Creating An Army
When my oldest son was twelve years old, I made the mistake of purchasing him a shirt without him being present. I thought it would look so great on him. I came home with a huge smile on my face as I shared with him that I had a surprise. His giant smile turned to a disgusted face as I pulled a pink polo shirt out of the bag.
“Are you serious?” he said with the disgust still lingering on his face. I loved it when boys wore pink, and I spent the next few minutes explaining to him that it was cool for boys to wear pink and that he should just give it a try. He did not give it a try. He did not think that his mother’s style advice was worth taking.
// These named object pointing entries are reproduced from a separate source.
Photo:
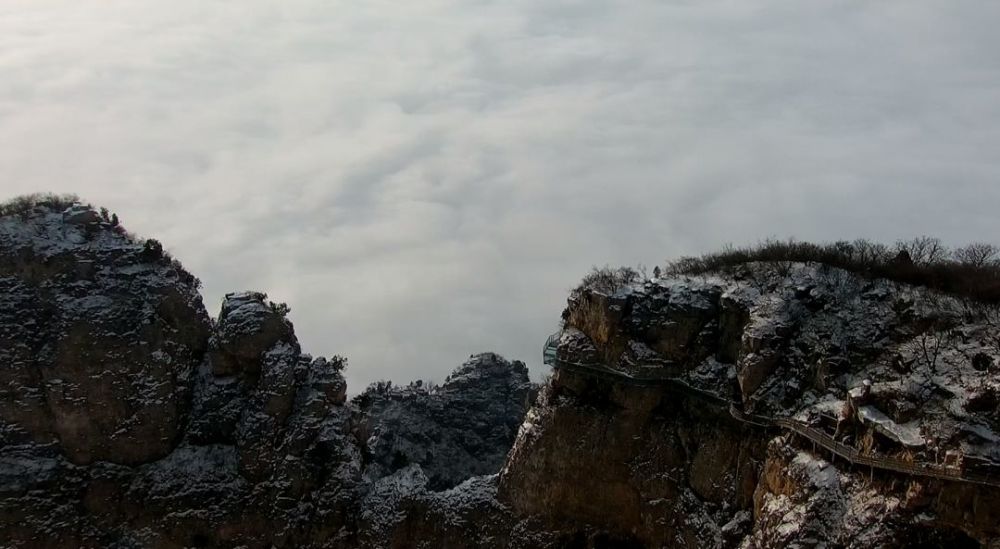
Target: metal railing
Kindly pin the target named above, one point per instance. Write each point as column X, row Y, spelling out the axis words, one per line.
column 817, row 437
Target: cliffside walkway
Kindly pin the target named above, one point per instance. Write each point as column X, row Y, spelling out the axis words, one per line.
column 733, row 408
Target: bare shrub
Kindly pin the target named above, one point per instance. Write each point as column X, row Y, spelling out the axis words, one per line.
column 608, row 280
column 971, row 272
column 23, row 205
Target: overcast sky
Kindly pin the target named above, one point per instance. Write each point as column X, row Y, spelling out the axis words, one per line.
column 426, row 179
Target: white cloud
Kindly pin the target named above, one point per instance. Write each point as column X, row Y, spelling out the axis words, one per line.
column 425, row 180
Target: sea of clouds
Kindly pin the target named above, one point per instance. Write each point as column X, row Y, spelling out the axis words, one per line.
column 423, row 180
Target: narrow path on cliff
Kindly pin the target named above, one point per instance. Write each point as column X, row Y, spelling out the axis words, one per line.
column 733, row 408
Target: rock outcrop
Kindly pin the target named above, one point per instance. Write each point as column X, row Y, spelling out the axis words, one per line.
column 709, row 411
column 130, row 419
column 885, row 371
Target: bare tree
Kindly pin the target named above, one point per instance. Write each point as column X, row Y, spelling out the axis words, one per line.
column 923, row 250
column 977, row 254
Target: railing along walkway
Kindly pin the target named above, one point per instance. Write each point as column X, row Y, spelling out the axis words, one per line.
column 819, row 438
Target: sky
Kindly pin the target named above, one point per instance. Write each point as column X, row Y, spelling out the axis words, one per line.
column 425, row 180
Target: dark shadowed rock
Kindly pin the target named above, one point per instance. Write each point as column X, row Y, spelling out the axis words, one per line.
column 454, row 431
column 101, row 343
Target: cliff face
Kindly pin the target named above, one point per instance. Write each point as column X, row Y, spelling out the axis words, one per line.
column 889, row 372
column 129, row 418
column 682, row 412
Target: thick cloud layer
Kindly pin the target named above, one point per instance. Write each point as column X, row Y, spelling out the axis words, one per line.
column 423, row 180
So that adorable pink polo hung in his closet for months until one day everything changed. It was early on a Sunday morning and we were rushing around to head out the door for church when I saw him walking down the stairs. His black Converse shoes and denim jeans were a normal sight, but I stopped in my tracks when I noticed he was wearing the pink polo. I tried to act calm and not make a scene, but he noticed my shock and confusion and casually said, “Donnie told me real men wear pink.”
I could write a whole book about moments like this. Moments when I get so tired of trying to convince my boys of something, but then another important person in their life says it just one time and they’re all in. This, among many other reasons, is why I believe it is so important to create an “army” around your children.
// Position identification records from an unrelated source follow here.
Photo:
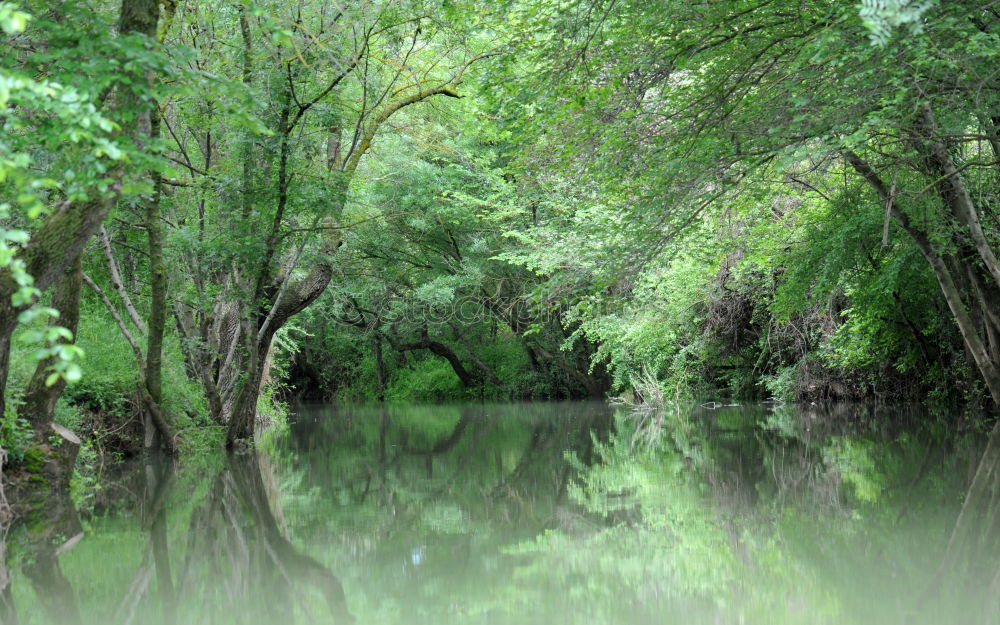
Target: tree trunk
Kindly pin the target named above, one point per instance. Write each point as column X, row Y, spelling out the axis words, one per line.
column 288, row 302
column 988, row 368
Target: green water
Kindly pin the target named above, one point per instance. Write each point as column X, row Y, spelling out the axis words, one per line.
column 535, row 513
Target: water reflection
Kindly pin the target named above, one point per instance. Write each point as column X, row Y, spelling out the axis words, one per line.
column 556, row 513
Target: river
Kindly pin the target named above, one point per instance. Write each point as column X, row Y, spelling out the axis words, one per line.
column 548, row 513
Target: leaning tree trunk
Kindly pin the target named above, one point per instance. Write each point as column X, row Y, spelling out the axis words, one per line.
column 289, row 300
column 40, row 398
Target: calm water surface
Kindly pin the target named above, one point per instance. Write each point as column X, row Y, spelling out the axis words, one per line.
column 535, row 513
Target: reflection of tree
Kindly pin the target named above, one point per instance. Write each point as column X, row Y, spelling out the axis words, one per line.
column 47, row 527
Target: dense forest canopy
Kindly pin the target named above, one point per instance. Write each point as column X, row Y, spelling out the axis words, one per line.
column 212, row 209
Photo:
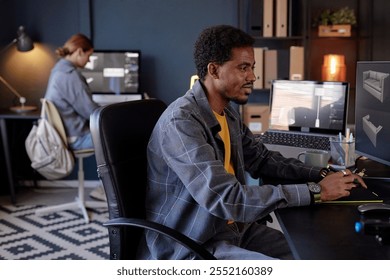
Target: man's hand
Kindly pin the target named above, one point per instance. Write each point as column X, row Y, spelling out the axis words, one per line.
column 339, row 184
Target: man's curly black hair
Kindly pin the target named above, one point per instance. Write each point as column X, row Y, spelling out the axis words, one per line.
column 215, row 44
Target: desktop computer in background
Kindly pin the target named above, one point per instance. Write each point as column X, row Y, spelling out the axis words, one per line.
column 114, row 76
column 372, row 115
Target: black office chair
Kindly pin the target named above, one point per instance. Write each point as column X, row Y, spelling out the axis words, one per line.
column 120, row 133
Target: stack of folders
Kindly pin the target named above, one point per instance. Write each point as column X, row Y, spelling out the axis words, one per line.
column 282, row 64
column 275, row 17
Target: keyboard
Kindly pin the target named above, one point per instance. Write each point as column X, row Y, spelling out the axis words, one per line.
column 316, row 142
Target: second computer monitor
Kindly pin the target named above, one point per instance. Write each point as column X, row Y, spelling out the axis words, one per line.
column 372, row 111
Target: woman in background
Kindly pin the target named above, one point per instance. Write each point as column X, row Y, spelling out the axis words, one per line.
column 70, row 93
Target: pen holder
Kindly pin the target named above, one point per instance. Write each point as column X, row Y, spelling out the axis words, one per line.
column 342, row 152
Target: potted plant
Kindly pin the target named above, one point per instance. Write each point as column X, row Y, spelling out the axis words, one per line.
column 335, row 23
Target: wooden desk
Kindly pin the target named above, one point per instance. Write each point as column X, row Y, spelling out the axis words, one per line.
column 327, row 232
column 6, row 114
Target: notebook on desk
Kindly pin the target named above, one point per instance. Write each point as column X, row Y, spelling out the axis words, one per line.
column 304, row 114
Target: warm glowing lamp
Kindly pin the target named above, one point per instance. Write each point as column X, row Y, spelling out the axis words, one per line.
column 334, row 68
column 23, row 44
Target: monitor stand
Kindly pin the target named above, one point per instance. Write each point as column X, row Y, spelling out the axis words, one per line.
column 373, row 169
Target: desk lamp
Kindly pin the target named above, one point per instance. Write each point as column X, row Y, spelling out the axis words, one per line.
column 23, row 44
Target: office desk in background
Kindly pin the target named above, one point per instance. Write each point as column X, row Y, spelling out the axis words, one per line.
column 6, row 115
column 327, row 231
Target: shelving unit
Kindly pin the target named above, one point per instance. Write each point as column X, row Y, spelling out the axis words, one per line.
column 302, row 33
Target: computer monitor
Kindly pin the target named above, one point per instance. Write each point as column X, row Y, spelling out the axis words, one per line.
column 113, row 72
column 309, row 106
column 372, row 111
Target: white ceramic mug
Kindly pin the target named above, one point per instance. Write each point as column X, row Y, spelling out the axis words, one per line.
column 315, row 158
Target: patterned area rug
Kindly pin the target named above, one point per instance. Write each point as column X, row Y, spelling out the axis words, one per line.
column 62, row 235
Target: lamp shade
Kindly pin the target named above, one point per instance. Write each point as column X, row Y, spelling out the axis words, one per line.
column 334, row 68
column 23, row 41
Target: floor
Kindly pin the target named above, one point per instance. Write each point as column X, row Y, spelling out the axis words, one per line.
column 54, row 196
column 43, row 195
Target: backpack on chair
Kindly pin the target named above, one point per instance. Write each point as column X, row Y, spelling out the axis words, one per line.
column 46, row 145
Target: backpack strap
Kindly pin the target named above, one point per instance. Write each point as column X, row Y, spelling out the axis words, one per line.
column 50, row 112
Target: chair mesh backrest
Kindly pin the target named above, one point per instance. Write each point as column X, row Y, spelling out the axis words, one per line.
column 120, row 134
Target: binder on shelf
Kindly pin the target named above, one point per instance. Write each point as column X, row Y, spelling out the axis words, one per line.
column 283, row 64
column 259, row 68
column 268, row 18
column 256, row 23
column 270, row 67
column 297, row 63
column 281, row 18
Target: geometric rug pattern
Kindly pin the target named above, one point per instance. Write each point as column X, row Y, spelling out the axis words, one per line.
column 61, row 235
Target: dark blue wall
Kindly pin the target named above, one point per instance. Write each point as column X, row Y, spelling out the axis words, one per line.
column 164, row 31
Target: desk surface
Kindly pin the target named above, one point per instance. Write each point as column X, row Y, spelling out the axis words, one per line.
column 327, row 232
column 8, row 114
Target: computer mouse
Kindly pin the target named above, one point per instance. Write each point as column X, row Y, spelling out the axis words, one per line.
column 374, row 208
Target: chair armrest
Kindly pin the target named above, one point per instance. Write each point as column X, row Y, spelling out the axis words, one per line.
column 187, row 242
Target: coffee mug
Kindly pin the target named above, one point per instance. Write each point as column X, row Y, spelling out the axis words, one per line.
column 315, row 158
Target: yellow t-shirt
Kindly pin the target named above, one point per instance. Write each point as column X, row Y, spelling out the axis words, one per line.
column 225, row 135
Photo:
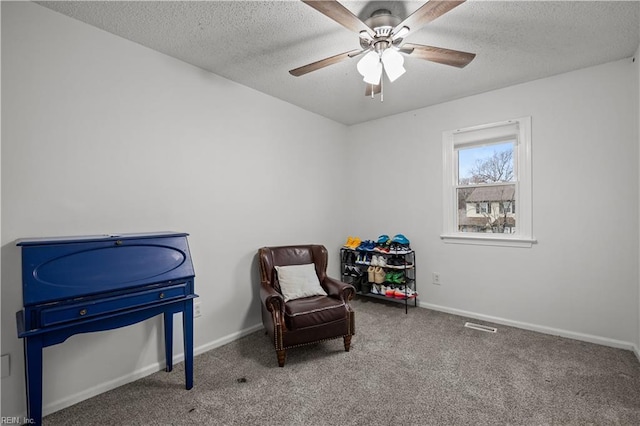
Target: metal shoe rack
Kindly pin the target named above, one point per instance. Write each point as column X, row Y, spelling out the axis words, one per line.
column 355, row 263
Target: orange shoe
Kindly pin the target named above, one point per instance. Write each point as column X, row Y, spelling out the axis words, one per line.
column 354, row 243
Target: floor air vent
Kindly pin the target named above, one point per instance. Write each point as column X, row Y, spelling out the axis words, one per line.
column 480, row 327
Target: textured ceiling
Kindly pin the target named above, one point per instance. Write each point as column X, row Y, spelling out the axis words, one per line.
column 256, row 43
You see, Donnie worked with me at the church and would often hang out with my boys and play video games with them. I scheduled these moments on purpose. I had a handful of men I trusted and unapologetically asked to spend time with my boys. I would ask them to take them to do simple things, such as let my boys help clean out the garage or join them for a simple Saturday lunch.
So the shirt was more than a pink polo to me. It was a symbol of an army that surrounded my boys, showing them what a godly man looks like in the day-in and day-out happenings. I wanted them to believe that real men do wear pink, are kind to other people, clean out their cars, tip the waitress, and spend time pouring into boys being raised by single moms. I wanted them to believe that real men exist. I wanted them to believe they could easily grow up to be one of those men.
That little pink-shirt-wearing twelve-year-old is now a senior in high school. One night, feeling overwhelmed with all the things happening in his life, he laid down next to me on the bed and said, “I think I need to call Randy and ask him to lunch.” I knew what this meant. It meant that he was at the end of his rope and he needed more than his momma to listen to him. He needed Randy, a guy who had poured into him for 10 years, to listen and give him advice. He needed others to walk alongside him at this moment. He needed his army.
We are not raising children; we are raising men and women. We must show our children what it looks like to grow up and be good. We need to be adamant about surrounding our children with trusted adults who are on the same page as we are. Be unapologetic about finding an army to help you raise your children. Otherwise, you might waste $20 on a pink polo that will never be worn.